At its simplest, a garage is a room without windows, with one massive door that can either reveal the space to the street or keep the world out. It’s an entrance to the house and a “semi-domestic chamber” that’s empty much of the time, whenever the car is absent. Over the years, the garage has become linked closely with mainstream suburban life and the picture-perfect nuclear family. In the years after the Great Depression, the Federal Housing Authority considered a garage an important asset when evaluating a mortgage application.
But almost immediately the garage started becoming, as Erlanger and Ortega put it, “the Freudian id of the home.” In the Robie house, the attached garage quickly became a storage space. In California, where good weather and carports meant that cars could live outside, garages became blank spaces, adapted for all sorts of uses. Without a car, as a “deprogrammed space,” the garage became “a space where the inhabitant could set his own rules and ways of being.”
If Ortega were giving a world tour of important garages, he would begin with the Robie house, then jump to L’Attico, a garage in Rome that artist Fabio Sargentini transformed into an exhibition space in 1968. He would include the El Diablo house where Steve Jobs and Steve Wozniak invented the personal computer, and, as an example of the connection between garages and a certain creaky notion of American masculinity, the garage from the movie American Beauty, where Kevin Spacey works out and smokes weed in opposition to the limits of his suburban life.
Especially when empty of cars, garages become a perfect stage for rebellion. Erlanger’s version of this tour would visit a series of subculture garages: the one where Jeff Ho shaped surfboards and skateboards and, by extension, modern skate culture; the one where No Doubt practiced and had their first house show; the one where the Sisters of the Valley, an order of secular nuns, grew weed; the garage of dominatrix Selina Minx; and the home of Franklin Bell’s Blues Workshop, held on Sundays in a one-car garage in Los Angeles.
As unexceptional as garages might seem to many people today, they may soon be strange relics of the past. “The garage is already a vestigial space, an addendum, a ruin from a different era,” Erlanger and Ortega write. The values and the economy that create space for garages are disappearing. In some visions of the future, individuals won’t need to keep cars, at least not once vehicles drive themselves or are owned by fleet operators such as Uber. But in creating this book—as well as a related documentary set to premiere in 2019—Erlanger and Ortega found that people have surprisingly emotional memories of garages.

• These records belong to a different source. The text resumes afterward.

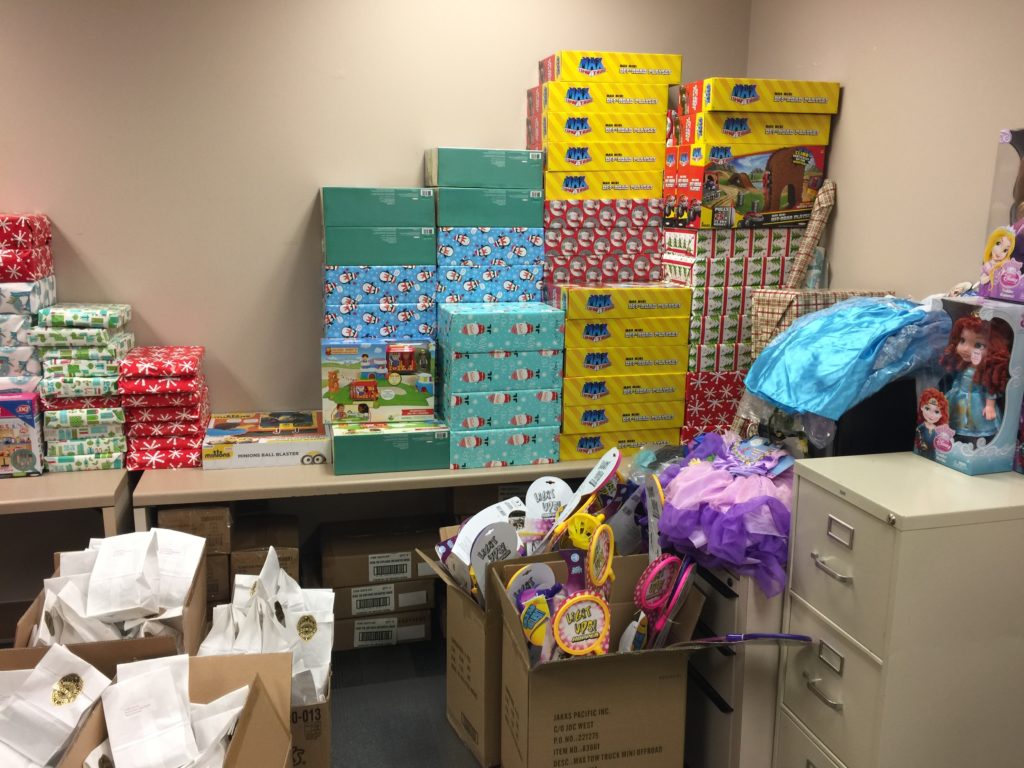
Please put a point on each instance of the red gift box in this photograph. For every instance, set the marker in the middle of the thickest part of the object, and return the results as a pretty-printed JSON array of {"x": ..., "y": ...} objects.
[
  {"x": 173, "y": 459},
  {"x": 141, "y": 444},
  {"x": 162, "y": 361},
  {"x": 603, "y": 213},
  {"x": 170, "y": 384},
  {"x": 72, "y": 403},
  {"x": 168, "y": 399},
  {"x": 24, "y": 229},
  {"x": 26, "y": 264}
]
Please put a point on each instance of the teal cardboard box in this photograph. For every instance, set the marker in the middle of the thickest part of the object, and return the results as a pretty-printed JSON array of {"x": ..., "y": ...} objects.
[
  {"x": 375, "y": 206},
  {"x": 472, "y": 207},
  {"x": 495, "y": 169},
  {"x": 379, "y": 246},
  {"x": 365, "y": 449}
]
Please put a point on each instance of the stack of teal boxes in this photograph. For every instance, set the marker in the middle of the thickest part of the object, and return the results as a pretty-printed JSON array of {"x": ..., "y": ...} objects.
[
  {"x": 380, "y": 320},
  {"x": 502, "y": 382}
]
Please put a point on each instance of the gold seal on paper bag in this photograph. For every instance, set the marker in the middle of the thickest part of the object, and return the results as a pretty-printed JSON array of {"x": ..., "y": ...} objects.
[
  {"x": 306, "y": 627},
  {"x": 67, "y": 689}
]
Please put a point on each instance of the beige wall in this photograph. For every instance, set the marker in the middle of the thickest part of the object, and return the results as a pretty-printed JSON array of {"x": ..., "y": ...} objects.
[
  {"x": 178, "y": 146},
  {"x": 927, "y": 87}
]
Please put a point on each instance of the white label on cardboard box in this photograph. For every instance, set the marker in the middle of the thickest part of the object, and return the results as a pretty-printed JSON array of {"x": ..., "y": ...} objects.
[
  {"x": 373, "y": 599},
  {"x": 392, "y": 566},
  {"x": 371, "y": 632}
]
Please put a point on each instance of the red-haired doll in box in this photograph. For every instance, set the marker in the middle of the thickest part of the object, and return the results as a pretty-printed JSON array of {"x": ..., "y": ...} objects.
[
  {"x": 977, "y": 358},
  {"x": 933, "y": 411}
]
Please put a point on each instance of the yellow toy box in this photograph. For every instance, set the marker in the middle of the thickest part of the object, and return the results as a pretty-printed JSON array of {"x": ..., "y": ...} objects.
[
  {"x": 752, "y": 94},
  {"x": 756, "y": 128},
  {"x": 584, "y": 361},
  {"x": 580, "y": 446},
  {"x": 603, "y": 184},
  {"x": 623, "y": 417},
  {"x": 650, "y": 388},
  {"x": 611, "y": 67},
  {"x": 625, "y": 300},
  {"x": 601, "y": 333},
  {"x": 604, "y": 156}
]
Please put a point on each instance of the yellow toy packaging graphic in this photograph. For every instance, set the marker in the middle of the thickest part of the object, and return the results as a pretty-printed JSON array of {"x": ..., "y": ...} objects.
[
  {"x": 585, "y": 361},
  {"x": 604, "y": 156},
  {"x": 650, "y": 388},
  {"x": 756, "y": 128},
  {"x": 616, "y": 332},
  {"x": 751, "y": 94},
  {"x": 623, "y": 417},
  {"x": 611, "y": 67},
  {"x": 581, "y": 184},
  {"x": 625, "y": 300},
  {"x": 580, "y": 446}
]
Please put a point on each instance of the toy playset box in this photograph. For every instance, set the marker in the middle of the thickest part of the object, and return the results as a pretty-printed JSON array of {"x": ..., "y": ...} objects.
[{"x": 376, "y": 381}]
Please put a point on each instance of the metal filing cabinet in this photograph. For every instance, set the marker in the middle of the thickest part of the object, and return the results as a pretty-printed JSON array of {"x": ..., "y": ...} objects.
[{"x": 909, "y": 577}]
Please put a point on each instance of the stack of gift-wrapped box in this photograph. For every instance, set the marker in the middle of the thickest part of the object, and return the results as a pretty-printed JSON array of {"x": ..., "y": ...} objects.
[
  {"x": 626, "y": 360},
  {"x": 751, "y": 158},
  {"x": 601, "y": 119},
  {"x": 166, "y": 407},
  {"x": 27, "y": 285},
  {"x": 377, "y": 355},
  {"x": 81, "y": 346},
  {"x": 502, "y": 387},
  {"x": 489, "y": 223}
]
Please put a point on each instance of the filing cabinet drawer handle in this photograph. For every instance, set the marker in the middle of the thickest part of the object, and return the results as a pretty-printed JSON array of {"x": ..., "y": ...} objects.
[
  {"x": 812, "y": 686},
  {"x": 819, "y": 561}
]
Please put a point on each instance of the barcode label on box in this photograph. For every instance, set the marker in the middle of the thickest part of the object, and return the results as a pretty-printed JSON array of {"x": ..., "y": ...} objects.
[
  {"x": 371, "y": 632},
  {"x": 373, "y": 599},
  {"x": 393, "y": 566}
]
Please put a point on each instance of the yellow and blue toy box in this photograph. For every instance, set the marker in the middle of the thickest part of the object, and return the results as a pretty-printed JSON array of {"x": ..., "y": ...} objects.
[
  {"x": 611, "y": 67},
  {"x": 503, "y": 448},
  {"x": 586, "y": 361}
]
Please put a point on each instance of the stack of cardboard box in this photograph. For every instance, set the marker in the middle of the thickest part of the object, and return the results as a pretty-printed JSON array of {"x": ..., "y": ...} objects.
[
  {"x": 601, "y": 117},
  {"x": 489, "y": 223},
  {"x": 626, "y": 359}
]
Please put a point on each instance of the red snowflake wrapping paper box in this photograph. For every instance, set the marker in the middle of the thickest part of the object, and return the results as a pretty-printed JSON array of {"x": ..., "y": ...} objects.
[
  {"x": 26, "y": 264},
  {"x": 156, "y": 363},
  {"x": 24, "y": 229}
]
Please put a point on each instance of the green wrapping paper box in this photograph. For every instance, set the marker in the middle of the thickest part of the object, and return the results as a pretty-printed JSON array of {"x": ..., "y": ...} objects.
[
  {"x": 85, "y": 417},
  {"x": 84, "y": 463},
  {"x": 78, "y": 386},
  {"x": 69, "y": 369},
  {"x": 114, "y": 350},
  {"x": 83, "y": 433},
  {"x": 85, "y": 315},
  {"x": 86, "y": 445}
]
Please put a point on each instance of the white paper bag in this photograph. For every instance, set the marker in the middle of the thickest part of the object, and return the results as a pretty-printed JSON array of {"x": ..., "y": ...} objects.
[
  {"x": 125, "y": 581},
  {"x": 147, "y": 723},
  {"x": 44, "y": 712}
]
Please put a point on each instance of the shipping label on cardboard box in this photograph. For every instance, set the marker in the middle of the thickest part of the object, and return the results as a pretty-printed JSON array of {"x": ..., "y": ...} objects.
[
  {"x": 504, "y": 410},
  {"x": 603, "y": 156},
  {"x": 625, "y": 300},
  {"x": 581, "y": 184},
  {"x": 481, "y": 372},
  {"x": 617, "y": 332},
  {"x": 622, "y": 360},
  {"x": 504, "y": 448},
  {"x": 489, "y": 246},
  {"x": 377, "y": 381},
  {"x": 649, "y": 388},
  {"x": 583, "y": 446},
  {"x": 622, "y": 417},
  {"x": 483, "y": 328},
  {"x": 610, "y": 67},
  {"x": 640, "y": 212},
  {"x": 592, "y": 98}
]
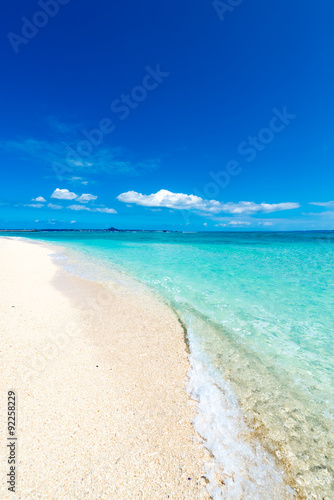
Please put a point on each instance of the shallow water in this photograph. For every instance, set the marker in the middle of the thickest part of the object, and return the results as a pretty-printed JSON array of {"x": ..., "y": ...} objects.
[{"x": 259, "y": 309}]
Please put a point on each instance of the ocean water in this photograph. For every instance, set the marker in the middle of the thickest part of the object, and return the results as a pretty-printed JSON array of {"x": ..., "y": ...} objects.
[{"x": 258, "y": 308}]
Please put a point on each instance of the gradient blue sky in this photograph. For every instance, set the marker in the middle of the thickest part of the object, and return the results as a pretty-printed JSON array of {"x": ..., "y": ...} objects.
[{"x": 199, "y": 141}]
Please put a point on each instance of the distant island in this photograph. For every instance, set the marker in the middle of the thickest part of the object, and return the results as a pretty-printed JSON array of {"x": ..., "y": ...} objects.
[{"x": 109, "y": 230}]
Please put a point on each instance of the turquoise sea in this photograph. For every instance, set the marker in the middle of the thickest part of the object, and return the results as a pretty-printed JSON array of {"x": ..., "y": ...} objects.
[{"x": 259, "y": 312}]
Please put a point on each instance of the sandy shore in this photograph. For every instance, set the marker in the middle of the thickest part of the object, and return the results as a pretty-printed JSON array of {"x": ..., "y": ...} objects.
[{"x": 100, "y": 378}]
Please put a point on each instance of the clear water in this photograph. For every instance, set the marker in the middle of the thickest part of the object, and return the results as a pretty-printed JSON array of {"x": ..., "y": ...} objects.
[{"x": 259, "y": 310}]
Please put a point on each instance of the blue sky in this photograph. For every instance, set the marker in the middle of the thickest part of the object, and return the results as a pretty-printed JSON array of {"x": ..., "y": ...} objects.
[{"x": 167, "y": 115}]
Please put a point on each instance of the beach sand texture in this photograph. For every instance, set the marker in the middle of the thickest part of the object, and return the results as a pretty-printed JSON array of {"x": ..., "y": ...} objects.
[{"x": 100, "y": 379}]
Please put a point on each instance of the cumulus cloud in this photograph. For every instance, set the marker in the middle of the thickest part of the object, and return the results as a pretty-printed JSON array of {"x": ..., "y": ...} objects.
[
  {"x": 327, "y": 204},
  {"x": 34, "y": 205},
  {"x": 88, "y": 209},
  {"x": 54, "y": 207},
  {"x": 85, "y": 198},
  {"x": 40, "y": 199},
  {"x": 180, "y": 201},
  {"x": 239, "y": 223},
  {"x": 106, "y": 210},
  {"x": 63, "y": 194},
  {"x": 78, "y": 207}
]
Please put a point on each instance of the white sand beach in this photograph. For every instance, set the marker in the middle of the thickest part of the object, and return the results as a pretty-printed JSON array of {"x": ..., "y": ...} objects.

“Every single person has a relationship to that space even if they didn’t own one,” says Erlanger. “The image is so strong in our cultural imagination, but also our actual experience.” Hers: She stole her parent’s car when she was 13, but at the critical moment couldn’t figure out how to end her joyride. “I drove straight through the garage door,” she says. “It had a charged memory in my mind.” Ortega doesn’t remember his most important experience of a garage, but he knows it happened. “My grandmother had these really nice garages that opened up into her garden,” he says. He was baptized in one of them.